Patients should securely store medications, not share with others, and dispose of pain medication properly. For further human resource go to www.useonlyasdirected.org
In order to prevent patient from advancing from acute to chronic pain appropriate timeliness in seeking medical attention, accurate reporting of pain and other associated signs and symptoms, and referral from an acute pain manager to a chronic pain manager/appropriate intervention is key. Factors that may affect chronic pain other than ongoing tissue damage or inflammatory disease may include
⦁ genetic factors
⦁ severe preoperative pain
⦁ and social/behavioral/spiritual modification (somatization, catastrophic behavior, poor sleep, unresolved litigation, marital/family strife, job dissatisfaction, personal beliefs
Respiratory depression is the most common cause of death due to narcotic use.

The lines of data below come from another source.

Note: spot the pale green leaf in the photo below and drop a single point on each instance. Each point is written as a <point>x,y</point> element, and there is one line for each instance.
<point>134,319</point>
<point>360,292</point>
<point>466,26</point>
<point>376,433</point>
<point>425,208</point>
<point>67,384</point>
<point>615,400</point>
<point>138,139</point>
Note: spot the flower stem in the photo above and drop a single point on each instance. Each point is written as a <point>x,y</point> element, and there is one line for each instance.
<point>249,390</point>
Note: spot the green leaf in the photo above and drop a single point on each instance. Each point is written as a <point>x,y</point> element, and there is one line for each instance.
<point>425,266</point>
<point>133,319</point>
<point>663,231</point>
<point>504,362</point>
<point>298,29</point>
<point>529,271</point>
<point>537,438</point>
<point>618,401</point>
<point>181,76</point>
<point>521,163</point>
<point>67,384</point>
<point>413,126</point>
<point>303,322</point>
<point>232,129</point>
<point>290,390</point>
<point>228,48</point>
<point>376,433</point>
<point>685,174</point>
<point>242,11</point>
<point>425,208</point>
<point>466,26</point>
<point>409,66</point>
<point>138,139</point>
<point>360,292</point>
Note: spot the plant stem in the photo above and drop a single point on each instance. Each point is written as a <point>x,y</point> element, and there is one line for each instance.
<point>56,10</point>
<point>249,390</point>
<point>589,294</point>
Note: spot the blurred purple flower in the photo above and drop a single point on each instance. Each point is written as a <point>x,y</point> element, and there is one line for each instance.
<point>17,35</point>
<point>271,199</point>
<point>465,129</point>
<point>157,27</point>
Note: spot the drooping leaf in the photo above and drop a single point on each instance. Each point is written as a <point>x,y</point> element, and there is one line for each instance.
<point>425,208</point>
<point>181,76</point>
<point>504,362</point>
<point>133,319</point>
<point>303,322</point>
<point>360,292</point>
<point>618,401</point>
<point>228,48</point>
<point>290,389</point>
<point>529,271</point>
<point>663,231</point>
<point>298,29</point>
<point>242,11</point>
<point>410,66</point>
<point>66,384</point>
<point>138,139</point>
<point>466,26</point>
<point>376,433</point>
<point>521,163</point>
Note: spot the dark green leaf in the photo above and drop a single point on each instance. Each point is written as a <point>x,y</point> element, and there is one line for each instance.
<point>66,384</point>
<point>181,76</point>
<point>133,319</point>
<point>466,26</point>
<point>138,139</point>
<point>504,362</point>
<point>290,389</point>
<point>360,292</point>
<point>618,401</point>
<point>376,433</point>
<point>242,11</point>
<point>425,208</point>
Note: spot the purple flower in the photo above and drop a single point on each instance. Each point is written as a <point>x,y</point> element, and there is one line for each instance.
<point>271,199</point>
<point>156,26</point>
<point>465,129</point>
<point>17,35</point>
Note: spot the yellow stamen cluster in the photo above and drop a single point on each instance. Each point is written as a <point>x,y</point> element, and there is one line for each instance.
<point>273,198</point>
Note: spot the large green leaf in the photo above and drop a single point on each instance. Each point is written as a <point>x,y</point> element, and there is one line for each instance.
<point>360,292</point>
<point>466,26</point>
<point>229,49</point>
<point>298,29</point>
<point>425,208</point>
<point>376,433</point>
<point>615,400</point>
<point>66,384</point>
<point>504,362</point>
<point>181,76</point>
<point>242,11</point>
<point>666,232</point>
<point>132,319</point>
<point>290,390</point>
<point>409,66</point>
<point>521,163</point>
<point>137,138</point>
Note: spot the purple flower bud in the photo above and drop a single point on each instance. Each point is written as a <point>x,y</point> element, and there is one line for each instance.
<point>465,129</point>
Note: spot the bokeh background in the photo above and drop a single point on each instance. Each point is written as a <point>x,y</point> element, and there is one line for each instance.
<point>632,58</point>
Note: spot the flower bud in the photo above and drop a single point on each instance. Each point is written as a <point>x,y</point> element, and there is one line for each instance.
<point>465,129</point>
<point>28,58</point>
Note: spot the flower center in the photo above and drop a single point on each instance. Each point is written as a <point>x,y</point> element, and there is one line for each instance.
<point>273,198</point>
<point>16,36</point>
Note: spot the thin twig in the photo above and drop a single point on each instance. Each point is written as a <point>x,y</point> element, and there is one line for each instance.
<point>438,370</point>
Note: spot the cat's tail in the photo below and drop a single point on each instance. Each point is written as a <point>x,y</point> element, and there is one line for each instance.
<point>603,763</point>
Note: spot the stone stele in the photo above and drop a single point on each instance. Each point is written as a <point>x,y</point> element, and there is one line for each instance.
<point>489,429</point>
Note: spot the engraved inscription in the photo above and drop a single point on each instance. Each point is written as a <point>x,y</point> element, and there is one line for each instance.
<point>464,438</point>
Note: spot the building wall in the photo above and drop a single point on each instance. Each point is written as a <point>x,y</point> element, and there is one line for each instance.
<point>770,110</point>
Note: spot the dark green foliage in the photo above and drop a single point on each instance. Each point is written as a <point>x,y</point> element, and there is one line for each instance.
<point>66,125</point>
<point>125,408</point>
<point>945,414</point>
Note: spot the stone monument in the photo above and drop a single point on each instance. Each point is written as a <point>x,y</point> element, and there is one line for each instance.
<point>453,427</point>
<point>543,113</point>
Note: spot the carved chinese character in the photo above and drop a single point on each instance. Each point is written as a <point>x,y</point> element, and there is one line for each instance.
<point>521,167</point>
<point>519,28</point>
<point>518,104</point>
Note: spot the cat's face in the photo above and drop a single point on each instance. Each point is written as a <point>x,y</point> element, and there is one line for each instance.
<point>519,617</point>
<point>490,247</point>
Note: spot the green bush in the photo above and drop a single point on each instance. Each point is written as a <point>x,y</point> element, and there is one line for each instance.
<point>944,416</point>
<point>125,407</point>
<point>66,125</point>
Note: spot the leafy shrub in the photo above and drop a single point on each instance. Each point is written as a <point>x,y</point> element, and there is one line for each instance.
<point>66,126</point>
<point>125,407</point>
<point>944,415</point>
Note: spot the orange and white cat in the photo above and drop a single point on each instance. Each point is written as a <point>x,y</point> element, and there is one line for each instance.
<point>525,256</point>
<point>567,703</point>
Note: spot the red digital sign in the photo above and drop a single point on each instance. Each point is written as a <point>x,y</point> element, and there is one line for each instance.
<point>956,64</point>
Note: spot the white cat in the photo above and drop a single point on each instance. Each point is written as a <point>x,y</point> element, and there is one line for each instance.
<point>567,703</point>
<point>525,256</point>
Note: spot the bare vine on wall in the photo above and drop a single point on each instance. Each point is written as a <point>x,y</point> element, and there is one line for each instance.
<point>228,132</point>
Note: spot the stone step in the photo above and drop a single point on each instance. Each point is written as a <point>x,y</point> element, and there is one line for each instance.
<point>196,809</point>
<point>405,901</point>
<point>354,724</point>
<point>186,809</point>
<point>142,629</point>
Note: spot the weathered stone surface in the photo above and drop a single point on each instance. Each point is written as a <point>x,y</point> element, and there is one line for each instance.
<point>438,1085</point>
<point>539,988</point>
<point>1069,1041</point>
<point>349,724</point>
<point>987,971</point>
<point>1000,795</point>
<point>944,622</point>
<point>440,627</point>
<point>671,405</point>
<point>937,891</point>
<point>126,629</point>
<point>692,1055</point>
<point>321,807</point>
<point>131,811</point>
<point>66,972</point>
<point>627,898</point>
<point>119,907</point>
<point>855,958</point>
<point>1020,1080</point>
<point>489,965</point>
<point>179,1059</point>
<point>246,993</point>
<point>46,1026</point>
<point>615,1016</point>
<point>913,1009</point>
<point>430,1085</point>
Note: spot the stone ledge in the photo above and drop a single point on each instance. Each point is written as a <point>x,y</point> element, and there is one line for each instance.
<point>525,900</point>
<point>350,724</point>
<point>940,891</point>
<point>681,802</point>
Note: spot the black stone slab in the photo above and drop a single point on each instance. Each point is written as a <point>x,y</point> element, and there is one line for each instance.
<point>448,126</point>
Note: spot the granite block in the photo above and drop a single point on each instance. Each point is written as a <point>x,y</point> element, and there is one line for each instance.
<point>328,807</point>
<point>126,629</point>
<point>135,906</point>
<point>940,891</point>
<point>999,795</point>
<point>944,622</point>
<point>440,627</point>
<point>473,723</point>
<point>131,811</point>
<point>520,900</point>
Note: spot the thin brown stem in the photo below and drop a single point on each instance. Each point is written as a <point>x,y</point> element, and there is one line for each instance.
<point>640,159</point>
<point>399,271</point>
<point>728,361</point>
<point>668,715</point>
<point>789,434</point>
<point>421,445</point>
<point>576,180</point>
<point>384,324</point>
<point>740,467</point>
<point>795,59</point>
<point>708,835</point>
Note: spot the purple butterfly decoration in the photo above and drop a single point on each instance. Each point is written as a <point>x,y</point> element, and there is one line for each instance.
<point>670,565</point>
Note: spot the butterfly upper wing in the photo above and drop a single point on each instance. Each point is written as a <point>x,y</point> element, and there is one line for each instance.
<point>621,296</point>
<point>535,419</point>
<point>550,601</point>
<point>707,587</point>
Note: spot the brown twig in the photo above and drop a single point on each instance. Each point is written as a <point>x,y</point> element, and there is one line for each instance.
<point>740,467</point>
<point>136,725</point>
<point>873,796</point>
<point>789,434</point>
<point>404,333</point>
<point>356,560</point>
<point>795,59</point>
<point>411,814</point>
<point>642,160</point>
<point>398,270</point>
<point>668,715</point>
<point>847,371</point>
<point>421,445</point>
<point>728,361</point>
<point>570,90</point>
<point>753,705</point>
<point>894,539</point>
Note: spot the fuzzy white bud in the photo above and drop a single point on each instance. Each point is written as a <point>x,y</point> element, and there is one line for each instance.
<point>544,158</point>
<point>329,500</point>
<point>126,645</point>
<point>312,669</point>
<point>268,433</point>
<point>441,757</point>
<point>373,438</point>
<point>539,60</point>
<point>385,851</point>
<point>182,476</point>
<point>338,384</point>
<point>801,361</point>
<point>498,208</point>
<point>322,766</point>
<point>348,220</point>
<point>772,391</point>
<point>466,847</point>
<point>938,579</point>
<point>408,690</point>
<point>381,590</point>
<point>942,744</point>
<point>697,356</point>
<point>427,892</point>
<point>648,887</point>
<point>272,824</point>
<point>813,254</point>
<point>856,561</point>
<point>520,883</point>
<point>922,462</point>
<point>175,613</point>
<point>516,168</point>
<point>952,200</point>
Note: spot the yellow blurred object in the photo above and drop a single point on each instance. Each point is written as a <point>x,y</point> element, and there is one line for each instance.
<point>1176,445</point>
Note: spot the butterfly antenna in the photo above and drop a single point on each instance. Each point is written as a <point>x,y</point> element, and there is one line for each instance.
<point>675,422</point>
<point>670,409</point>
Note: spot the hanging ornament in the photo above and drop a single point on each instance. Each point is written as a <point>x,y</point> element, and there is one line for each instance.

Signs of opioid overdose include
⦁ paleface, blue lips/fingernails
⦁ limp body
⦁ slow or no breathing
⦁ no response after physical stimulation (rub hard on the middle of the person's chest a.k.a. sternal rub)
⦁ pinpoint pupils
⦁ slow heart rate
⦁ low blood pressure
Naloxone is a medication available to reverse in short duration (30 – 90 minutes) the effects of narcotics. This can be made available by prescription from your provider or without prescription at the request to your local pharmacist. Additional information and patient materials can be found at naloxone.utah.gov
Other potential side effects of opioid use include addiction, dependence, withdrawal.
Five signs of controlled substance abuse include:
⦁ drowsiness or the lack of energy
⦁ inability to concentrate and lack of motivation
⦁ social, behavioral changes
⦁ changes in appearance
⦁ increased secrecy
Using the four C's of addiction is helpful way to identify potential signs:
⦁ control impaired
⦁ craving
⦁ compulsive use
⦁ continuation despite harm
Patients and their caregivers should be aware of the signs of overdose including:
⦁ episodic cessation of breathing
⦁ extreme drowsiness or difficulty awaking
⦁ trouble breathing or slow shallow breathing
⦁ fast or slow heartbeat or palpitations
⦁ dizziness
⦁ confusion
If an overdose is suspected, a sample guideline could include:
⦁ never induce vomiting or give anything by mouth unless advised by poison control/physician
⦁ call poison control 1 – 800 – 222 – 1222
⦁ administer naloxone as direct did if immediately available
⦁ call 911
The best way to prevent unintended overdose includes:
⦁ take medication as directed
⦁ take a the smallest amount necessary to address breakthrough pain not addressed by other lower risk alternatives.
⦁ Never share medication.
⦁ Guard medication under lock and key
⦁ dispose of unused medication appropriately.
If you have any further questions regarding this or other pain management/narcotic based questions. Please discuss this further with your physician.